The man who spoke out so clearly against racism in baseball talks softly now, his voice weakened by chronic pain and fatigue.
"I was diagnosed with cirrhosis of the liver the day after Thanksgiving," Dock Ellis said, "and from there I've been a little foggy because I went down about 12 times."
Down, but not out.
Not Dock Phillip Ellis Jr., who has done enough good in this world to be remembered for more than the folly of being high on LSD while he pitched a no-hitter for the Pittsburgh Pirates against the San Diego Padres on June 12, 1970.
Cirrhosis -- commonly but not exclusively caused by alcohol or hepatitis -- has withered his once powerful 6-foot-3, 210-pound body. On Monday, he was put on a list for a liver transplant.
Ellis, 63, doesn't leave his Apple Valley home much except for doctors' appointments or when his son, Dock III, takes him to the gym or whirlpool.
"I can't stand to see me with all the weight I've lost," he said.
He doesn't have health insurance, but friends have tamed the mess of his medical bills.
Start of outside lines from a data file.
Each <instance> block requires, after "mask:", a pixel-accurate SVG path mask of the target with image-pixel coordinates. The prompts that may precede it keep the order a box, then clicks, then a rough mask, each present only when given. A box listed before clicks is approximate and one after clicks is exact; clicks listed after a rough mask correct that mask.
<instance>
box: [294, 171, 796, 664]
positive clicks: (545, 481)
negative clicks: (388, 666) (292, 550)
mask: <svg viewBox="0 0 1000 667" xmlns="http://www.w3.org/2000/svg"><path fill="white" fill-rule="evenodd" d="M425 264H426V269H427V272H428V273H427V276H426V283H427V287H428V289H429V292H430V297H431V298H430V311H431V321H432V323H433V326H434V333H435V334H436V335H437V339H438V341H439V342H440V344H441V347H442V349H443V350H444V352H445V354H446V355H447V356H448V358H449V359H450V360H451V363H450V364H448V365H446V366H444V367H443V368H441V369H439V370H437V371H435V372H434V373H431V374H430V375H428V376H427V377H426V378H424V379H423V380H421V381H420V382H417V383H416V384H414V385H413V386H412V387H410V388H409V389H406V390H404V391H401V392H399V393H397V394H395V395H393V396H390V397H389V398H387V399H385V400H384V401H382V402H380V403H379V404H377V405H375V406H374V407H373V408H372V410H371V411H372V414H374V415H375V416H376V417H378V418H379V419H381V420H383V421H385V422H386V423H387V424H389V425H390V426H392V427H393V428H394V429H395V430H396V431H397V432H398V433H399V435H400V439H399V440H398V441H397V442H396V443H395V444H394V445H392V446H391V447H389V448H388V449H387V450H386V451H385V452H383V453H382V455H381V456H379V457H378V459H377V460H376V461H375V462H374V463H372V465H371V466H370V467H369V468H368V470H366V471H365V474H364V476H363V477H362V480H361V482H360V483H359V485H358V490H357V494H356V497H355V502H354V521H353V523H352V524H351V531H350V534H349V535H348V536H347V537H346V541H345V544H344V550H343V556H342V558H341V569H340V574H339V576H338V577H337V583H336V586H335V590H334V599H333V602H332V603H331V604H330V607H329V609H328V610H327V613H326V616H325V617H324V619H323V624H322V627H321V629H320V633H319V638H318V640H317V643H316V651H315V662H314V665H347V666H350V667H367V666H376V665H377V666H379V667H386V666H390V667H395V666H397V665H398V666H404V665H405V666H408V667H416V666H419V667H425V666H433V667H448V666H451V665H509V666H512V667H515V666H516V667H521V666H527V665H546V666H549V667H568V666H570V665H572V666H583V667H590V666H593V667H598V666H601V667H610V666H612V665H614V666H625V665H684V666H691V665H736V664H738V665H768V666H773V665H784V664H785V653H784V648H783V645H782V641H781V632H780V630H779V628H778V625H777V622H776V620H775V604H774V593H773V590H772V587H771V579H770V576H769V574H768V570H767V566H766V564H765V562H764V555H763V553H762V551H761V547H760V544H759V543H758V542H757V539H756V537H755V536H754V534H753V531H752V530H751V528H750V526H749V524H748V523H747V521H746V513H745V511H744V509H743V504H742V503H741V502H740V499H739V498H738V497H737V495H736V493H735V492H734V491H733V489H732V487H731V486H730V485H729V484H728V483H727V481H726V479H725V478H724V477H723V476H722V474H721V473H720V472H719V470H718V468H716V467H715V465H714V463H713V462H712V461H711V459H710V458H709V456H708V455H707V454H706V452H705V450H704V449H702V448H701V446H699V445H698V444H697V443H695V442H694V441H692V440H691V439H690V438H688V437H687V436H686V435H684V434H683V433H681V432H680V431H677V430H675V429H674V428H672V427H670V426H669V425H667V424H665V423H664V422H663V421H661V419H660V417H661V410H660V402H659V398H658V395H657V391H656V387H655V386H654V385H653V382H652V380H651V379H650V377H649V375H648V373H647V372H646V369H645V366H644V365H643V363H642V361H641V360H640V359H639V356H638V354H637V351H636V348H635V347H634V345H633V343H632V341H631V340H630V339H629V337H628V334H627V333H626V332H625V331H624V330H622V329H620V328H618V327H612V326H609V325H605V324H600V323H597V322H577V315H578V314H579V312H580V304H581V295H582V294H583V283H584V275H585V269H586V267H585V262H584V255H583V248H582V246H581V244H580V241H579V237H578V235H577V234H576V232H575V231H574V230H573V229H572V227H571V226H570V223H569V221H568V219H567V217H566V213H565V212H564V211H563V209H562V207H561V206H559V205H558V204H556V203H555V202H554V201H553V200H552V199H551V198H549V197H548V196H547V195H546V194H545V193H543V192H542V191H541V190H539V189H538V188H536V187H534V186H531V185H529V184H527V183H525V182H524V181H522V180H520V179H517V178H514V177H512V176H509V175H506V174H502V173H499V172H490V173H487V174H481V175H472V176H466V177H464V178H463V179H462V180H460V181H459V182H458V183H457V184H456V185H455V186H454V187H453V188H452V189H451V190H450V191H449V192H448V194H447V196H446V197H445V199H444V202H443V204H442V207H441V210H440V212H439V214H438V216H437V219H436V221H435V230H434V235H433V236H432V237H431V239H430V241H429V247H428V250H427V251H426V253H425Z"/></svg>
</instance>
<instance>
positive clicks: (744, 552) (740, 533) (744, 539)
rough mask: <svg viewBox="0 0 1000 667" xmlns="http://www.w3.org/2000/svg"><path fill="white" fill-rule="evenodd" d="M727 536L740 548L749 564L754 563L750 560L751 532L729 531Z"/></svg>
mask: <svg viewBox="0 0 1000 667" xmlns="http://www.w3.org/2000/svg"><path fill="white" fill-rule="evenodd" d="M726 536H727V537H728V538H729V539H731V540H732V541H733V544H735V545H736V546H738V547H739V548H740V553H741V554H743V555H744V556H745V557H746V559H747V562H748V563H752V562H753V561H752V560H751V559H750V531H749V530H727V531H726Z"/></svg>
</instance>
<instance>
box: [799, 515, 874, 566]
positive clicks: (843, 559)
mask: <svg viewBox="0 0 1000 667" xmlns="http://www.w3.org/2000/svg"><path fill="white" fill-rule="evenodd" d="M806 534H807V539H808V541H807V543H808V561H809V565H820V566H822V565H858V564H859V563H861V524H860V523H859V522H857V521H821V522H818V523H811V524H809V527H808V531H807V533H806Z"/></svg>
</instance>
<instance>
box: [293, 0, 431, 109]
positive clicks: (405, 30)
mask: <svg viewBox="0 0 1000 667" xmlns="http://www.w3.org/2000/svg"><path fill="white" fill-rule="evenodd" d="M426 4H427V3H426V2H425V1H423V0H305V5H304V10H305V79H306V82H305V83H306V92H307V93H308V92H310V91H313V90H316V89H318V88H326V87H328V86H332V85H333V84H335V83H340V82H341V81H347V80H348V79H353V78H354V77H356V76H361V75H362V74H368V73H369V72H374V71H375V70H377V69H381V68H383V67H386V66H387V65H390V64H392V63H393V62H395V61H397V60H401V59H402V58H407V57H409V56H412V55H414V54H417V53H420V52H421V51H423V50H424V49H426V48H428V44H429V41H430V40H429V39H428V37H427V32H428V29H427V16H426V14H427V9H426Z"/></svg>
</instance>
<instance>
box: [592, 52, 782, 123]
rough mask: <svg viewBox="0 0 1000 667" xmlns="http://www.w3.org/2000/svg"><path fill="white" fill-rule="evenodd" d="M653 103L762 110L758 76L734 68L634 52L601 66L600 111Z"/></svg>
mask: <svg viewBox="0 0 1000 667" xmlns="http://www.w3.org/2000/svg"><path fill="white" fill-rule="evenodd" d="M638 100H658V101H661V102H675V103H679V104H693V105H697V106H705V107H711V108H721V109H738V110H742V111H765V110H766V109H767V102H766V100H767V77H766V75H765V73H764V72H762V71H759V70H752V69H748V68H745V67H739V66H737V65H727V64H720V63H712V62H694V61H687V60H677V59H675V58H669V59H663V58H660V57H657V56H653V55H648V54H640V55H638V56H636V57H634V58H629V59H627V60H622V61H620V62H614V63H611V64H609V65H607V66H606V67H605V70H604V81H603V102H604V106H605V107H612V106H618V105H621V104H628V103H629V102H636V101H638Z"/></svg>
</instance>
David Reich, son of Ellis' former agent, Tom Reich, paid for his examination Monday at UCLA. Reich said that Randy Levine, New York Yankees president, has pledged help, as have friends who want anonymity.
Other friends call constantly to encourage Ellis, who has been clean and sober since 1980 and has helped countless people fight the same fight.
"As a human being they really don't come any better," said Al Oliver, a former Pirates teammate, now a Baptist deacon and motivational speaker in Ohio.
"I had a chance to play with the great Roberto Clemente, and he was for real. So is Dock."
Ellis, a Los Angeles native and graduate of Gardena High, won 138 games and lost 119 from 1968 through 1979 for five big league teams. He played on the Pirates' 1971 World Series championship team and on the 1976 Yankees' team that lost the Series to the Cincinnati Reds.
He was quirky -- he went on the field wearing hair curlers in August 1973 after Ebony magazine published a story on his many hairstyles -- and he was combative.
Incensed that the Reds were bullying his Pirates, he hit Pete Rose, Joe Morgan and Dan Driessen in succession on May 1, 1974, and tried to hit Tony Perez but missed. After aiming two pitches at Johnny Bench's head he was pulled.
"He didn't want any other clubs to intimidate the Pittsburgh Pirates," said Tony Bartirome, who spent 35 years with the club as a player, coach and trainer.
Ellis battled everyday injustices with the same ferocity.
While in the minor leagues, he raced into the stands to confront a racist heckler. In 1971, he dared the powers that be to designate him the National League's All-Star starter by noting that Vida Blue was starting for the American League and declaring baseball would "never start two brothers against each other."
Ellis started, his only All-Star appearance.
He didn't shrink from other, tougher battles.
He had begun drinking and using drugs in high school; in the major leagues he started popping pills, not an uncommon clubhouse practice then. Yet, while playing for the Pirates and still using, he counseled substance abusers at Pittsburgh's Western State penitentiary.
Later, he started a foundation for sickle cell anemia research, ran a drug counseling center in Los Angeles and counseled prisoners in Adelanto.
"He's done so much more than just turn his life around. He has helped so many others turn their lives around too," said Joe Safety, a vice president of the Clippers and former Pirates executive who has known Ellis since 1976.
"He's a most remarkable person. He has had an amazing impact on a lot of lives."
Including Ellis' own, after he checked into rehab 28 years ago.
"I just stopped," he said. "I went into treatment and I understood treatment. There was a big old redheaded dude in my face every day and he had a lot of experience with what I was going through."
"He later killed himself," Ellis said. "I know the bridge he died under. Some of us live. Some of us don't make it."
Ellis made it even though baseball shunned him but for a brief term in 1990 when he essentially baby-sat troubled Yankees pitcher Pascual Perez.
He wasn't surprised by the snub. Jackie Robinson, he said, used to send him notes commending his honesty but saying he talked too much for the comfort of management.
"He knew there were things I wasn't going to get because I was outspoken," Ellis said. "Baseball wasn't ready for me."
That was the game's loss.
"He could have helped a lot of young pitchers in the Pittsburgh organization," Bartirome said. "He was a Pirate from the beginning and he always wanted to be a Bucco. He should have been able to work with pitchers until he couldn't or didn't want to do it anymore."
Ellis has good and not-so-good days now but always tries to talk to friends. "I'm the guy that everybody calls for numbers," he said. "You want to know where in the world anybody is, you'd call me."
And they do. Bartirome, who lives near the Pirates' spring-training home and Gulf Coast League team in Bradenton, Fla., says he prays for Ellis everyday and thinks of him more often than that.
"I sit in the stands at 9:30 every morning, all by myself, and look for another Dock Ellis and Willie Stargell," Bartirome said.
"He'll come back. He's a tough son of a gun."